攻略法とその攻略法
「いや、凡ミスは一切していいない。それどころか冴えわたる解決法を編み出したぞ。……各々の問題には当然、制限時間というのがあるのだが……その制限時間ギリギリで答えを変更しただけだ」
「……ああ、そういう事か」
確かにその方法なら自分に依存してくる選手のほぼ全員を落とせるな。……つーか、本当にバラエティ番組みたいな展開だな。
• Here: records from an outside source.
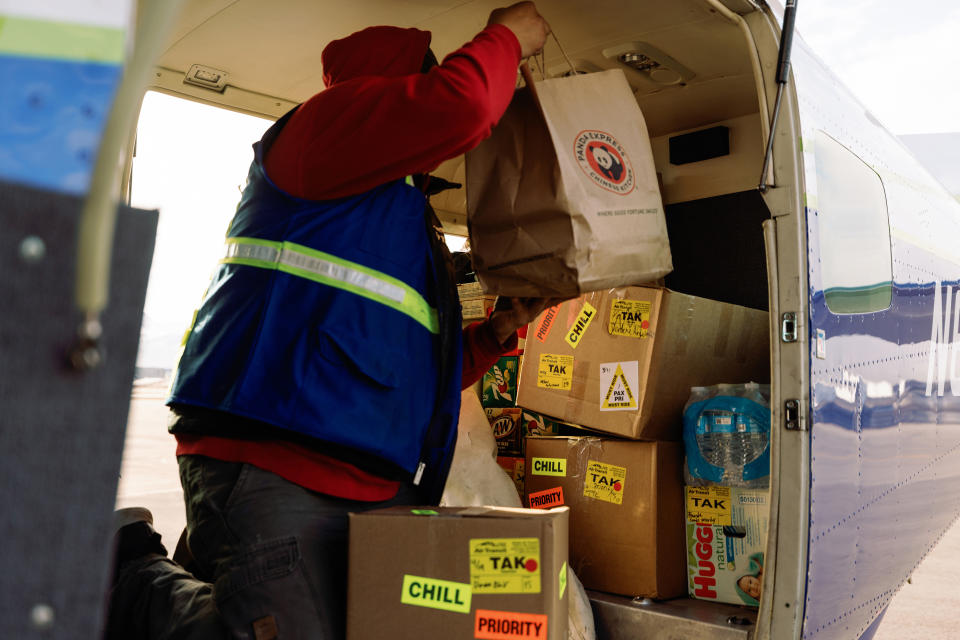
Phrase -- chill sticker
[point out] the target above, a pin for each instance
(708, 505)
(604, 160)
(630, 318)
(505, 565)
(604, 482)
(546, 499)
(509, 625)
(555, 372)
(575, 334)
(619, 382)
(436, 594)
(549, 467)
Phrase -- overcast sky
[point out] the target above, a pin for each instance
(901, 59)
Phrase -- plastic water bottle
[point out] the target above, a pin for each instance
(727, 436)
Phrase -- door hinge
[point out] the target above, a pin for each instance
(791, 415)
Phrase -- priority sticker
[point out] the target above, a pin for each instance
(546, 499)
(630, 318)
(604, 482)
(436, 594)
(543, 329)
(505, 565)
(509, 625)
(709, 505)
(555, 372)
(580, 325)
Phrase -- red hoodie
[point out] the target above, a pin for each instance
(380, 119)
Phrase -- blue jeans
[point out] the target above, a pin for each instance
(271, 561)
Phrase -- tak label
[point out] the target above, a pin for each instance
(505, 565)
(619, 383)
(436, 594)
(604, 482)
(555, 372)
(575, 334)
(708, 505)
(630, 318)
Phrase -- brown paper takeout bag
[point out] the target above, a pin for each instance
(562, 198)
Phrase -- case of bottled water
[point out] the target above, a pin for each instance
(726, 435)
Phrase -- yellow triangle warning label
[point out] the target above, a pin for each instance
(619, 395)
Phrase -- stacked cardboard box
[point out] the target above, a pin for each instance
(478, 572)
(622, 362)
(474, 305)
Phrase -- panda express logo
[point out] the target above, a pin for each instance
(604, 160)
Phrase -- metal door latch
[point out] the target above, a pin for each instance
(788, 327)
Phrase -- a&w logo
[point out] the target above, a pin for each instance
(604, 160)
(944, 341)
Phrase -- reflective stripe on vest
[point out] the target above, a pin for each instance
(332, 271)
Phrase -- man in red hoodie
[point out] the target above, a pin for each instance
(268, 475)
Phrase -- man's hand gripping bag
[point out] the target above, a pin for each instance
(563, 197)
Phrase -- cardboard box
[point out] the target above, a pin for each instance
(477, 308)
(441, 572)
(514, 466)
(507, 430)
(626, 524)
(726, 539)
(499, 384)
(622, 361)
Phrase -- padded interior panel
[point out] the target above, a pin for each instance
(61, 431)
(718, 250)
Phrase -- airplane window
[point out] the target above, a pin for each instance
(854, 231)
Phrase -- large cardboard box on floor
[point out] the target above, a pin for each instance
(626, 510)
(443, 572)
(622, 361)
(726, 539)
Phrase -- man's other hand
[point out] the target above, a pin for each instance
(528, 25)
(522, 311)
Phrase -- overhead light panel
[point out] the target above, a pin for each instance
(207, 77)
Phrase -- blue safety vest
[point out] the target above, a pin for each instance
(322, 318)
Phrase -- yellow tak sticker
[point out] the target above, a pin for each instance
(555, 372)
(630, 318)
(708, 505)
(604, 482)
(575, 335)
(505, 565)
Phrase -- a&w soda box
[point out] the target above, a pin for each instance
(726, 540)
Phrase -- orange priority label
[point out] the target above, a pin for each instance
(546, 499)
(505, 565)
(509, 625)
(709, 505)
(543, 329)
(630, 318)
(555, 372)
(575, 334)
(604, 482)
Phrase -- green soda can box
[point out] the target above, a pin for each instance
(499, 386)
(726, 540)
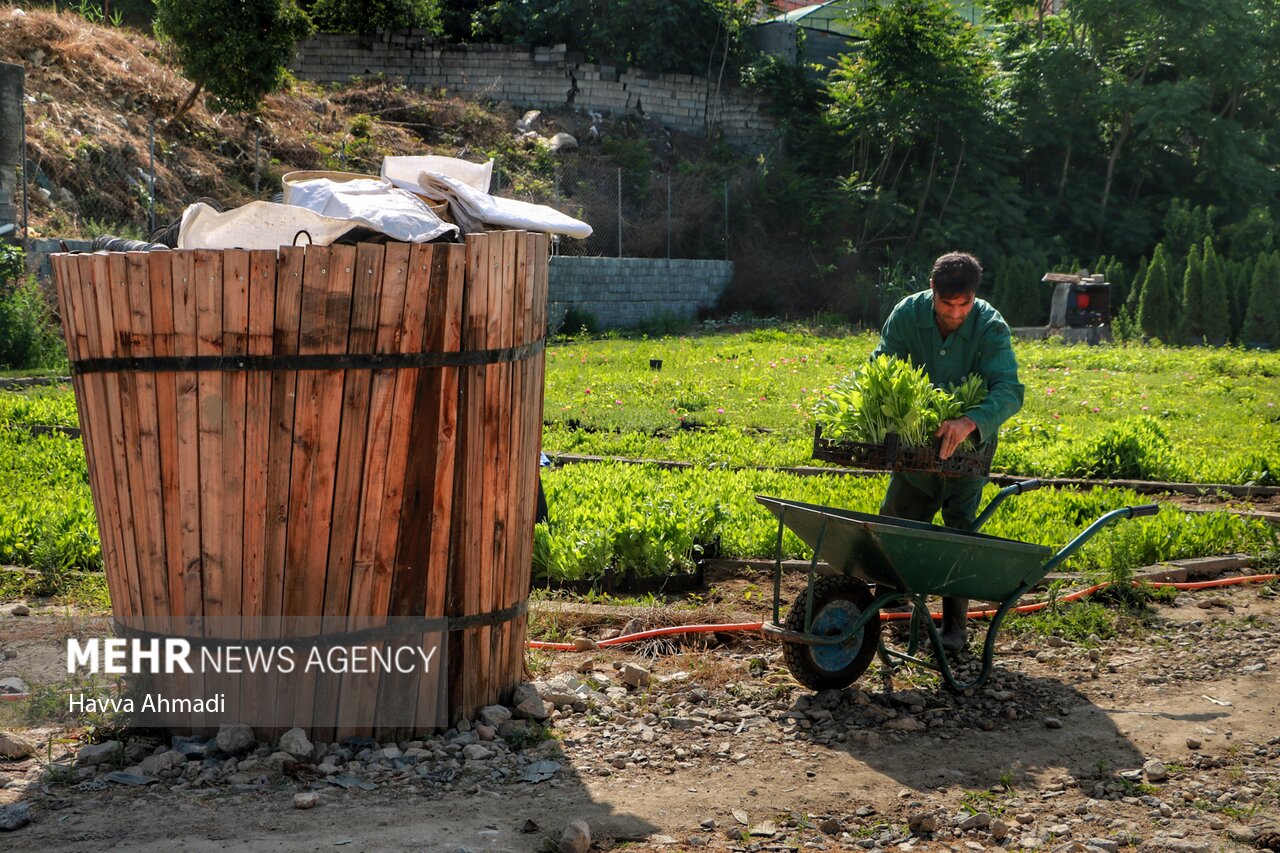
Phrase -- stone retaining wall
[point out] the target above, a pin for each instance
(539, 77)
(625, 292)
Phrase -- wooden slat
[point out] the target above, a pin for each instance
(284, 342)
(412, 530)
(234, 386)
(348, 478)
(257, 445)
(100, 284)
(91, 410)
(146, 479)
(371, 571)
(188, 443)
(448, 281)
(160, 293)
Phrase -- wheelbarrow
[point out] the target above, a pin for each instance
(876, 561)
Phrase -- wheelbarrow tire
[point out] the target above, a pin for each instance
(837, 601)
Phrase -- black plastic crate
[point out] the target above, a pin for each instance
(894, 456)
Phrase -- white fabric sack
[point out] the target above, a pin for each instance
(374, 203)
(470, 205)
(259, 224)
(403, 170)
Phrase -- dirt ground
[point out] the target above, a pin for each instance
(1052, 749)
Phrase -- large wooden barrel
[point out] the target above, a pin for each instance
(316, 448)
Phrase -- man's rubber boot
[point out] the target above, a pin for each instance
(955, 611)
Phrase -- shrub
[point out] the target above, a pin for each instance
(28, 333)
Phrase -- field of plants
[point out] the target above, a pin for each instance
(730, 402)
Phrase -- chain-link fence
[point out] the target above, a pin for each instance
(97, 186)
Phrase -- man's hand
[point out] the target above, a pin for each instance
(952, 432)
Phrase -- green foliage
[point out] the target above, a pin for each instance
(13, 265)
(236, 49)
(690, 36)
(365, 16)
(891, 396)
(28, 333)
(1262, 318)
(1157, 305)
(1136, 448)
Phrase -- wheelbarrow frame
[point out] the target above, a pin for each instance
(917, 598)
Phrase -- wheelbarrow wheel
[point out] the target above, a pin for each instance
(837, 602)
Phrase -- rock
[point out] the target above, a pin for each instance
(14, 816)
(296, 743)
(923, 822)
(16, 746)
(13, 685)
(1155, 770)
(306, 799)
(234, 738)
(528, 121)
(163, 762)
(576, 838)
(905, 724)
(99, 753)
(563, 142)
(636, 676)
(534, 708)
(494, 715)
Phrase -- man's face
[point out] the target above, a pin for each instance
(951, 311)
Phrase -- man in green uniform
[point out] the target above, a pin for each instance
(951, 333)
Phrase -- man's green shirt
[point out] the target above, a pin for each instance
(982, 345)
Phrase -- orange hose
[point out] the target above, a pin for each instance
(885, 617)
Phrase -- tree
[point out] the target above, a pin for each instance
(368, 16)
(1215, 308)
(234, 49)
(1262, 319)
(1191, 320)
(1157, 304)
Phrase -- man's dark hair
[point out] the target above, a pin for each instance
(955, 274)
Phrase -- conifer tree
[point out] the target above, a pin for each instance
(1262, 319)
(1214, 309)
(1191, 323)
(1156, 305)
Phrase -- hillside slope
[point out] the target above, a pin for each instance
(96, 96)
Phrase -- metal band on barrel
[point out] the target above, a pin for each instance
(318, 361)
(421, 625)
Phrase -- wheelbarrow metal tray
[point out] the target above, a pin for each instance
(913, 556)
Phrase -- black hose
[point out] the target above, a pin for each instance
(108, 243)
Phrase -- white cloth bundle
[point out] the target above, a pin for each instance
(472, 208)
(374, 203)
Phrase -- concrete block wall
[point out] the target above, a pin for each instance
(539, 77)
(625, 292)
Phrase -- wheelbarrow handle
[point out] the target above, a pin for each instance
(1114, 515)
(1009, 491)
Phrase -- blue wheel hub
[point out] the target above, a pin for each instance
(835, 620)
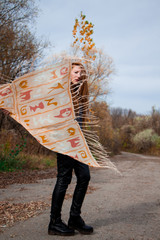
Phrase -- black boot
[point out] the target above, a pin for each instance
(57, 227)
(77, 223)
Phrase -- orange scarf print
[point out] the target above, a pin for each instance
(41, 101)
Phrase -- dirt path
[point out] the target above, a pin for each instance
(119, 208)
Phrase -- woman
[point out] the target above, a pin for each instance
(66, 165)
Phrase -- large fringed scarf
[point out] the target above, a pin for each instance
(42, 102)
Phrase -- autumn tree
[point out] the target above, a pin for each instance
(99, 65)
(18, 46)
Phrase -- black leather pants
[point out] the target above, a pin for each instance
(65, 166)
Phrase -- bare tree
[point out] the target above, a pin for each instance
(18, 46)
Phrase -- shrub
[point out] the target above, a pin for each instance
(126, 134)
(144, 140)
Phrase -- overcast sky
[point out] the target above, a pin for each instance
(127, 30)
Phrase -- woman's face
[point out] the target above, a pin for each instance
(76, 74)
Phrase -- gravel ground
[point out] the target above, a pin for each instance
(123, 207)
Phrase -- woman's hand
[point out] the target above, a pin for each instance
(5, 111)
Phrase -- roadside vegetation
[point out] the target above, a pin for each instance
(20, 50)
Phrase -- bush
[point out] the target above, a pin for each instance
(144, 140)
(126, 134)
(10, 160)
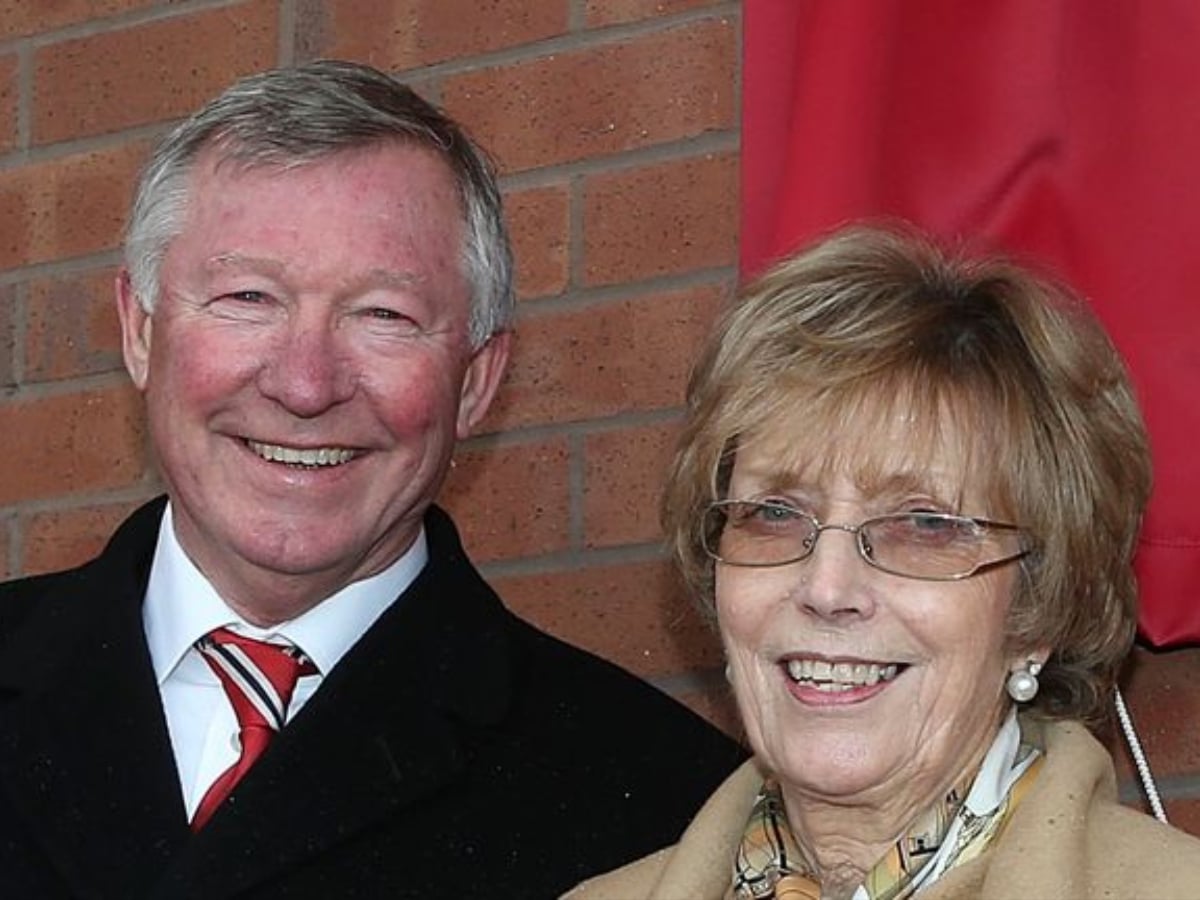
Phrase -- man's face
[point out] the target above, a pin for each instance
(307, 369)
「その方法で一気に千人近い選手が脱落したらしいな。ある意味ではその年の大会で一番有名なシーンだったと言われているぞ」
「だろうな。……今、千人って言ったか? 千人っていくら何でも多すぎないか?」
「それは仕方あるまい。その男……まあ、その年の優勝者なんだが……その男が迷わず答えを選んだせいで大多数の選手が誘導されてしまったんだからな」
優勝者だったのかよ……って事は当時からしてみても優勝候補の一人か。そんな奴が自信満々に答えを選んだらそっちへ誘導される選手が多いのも頷けるな。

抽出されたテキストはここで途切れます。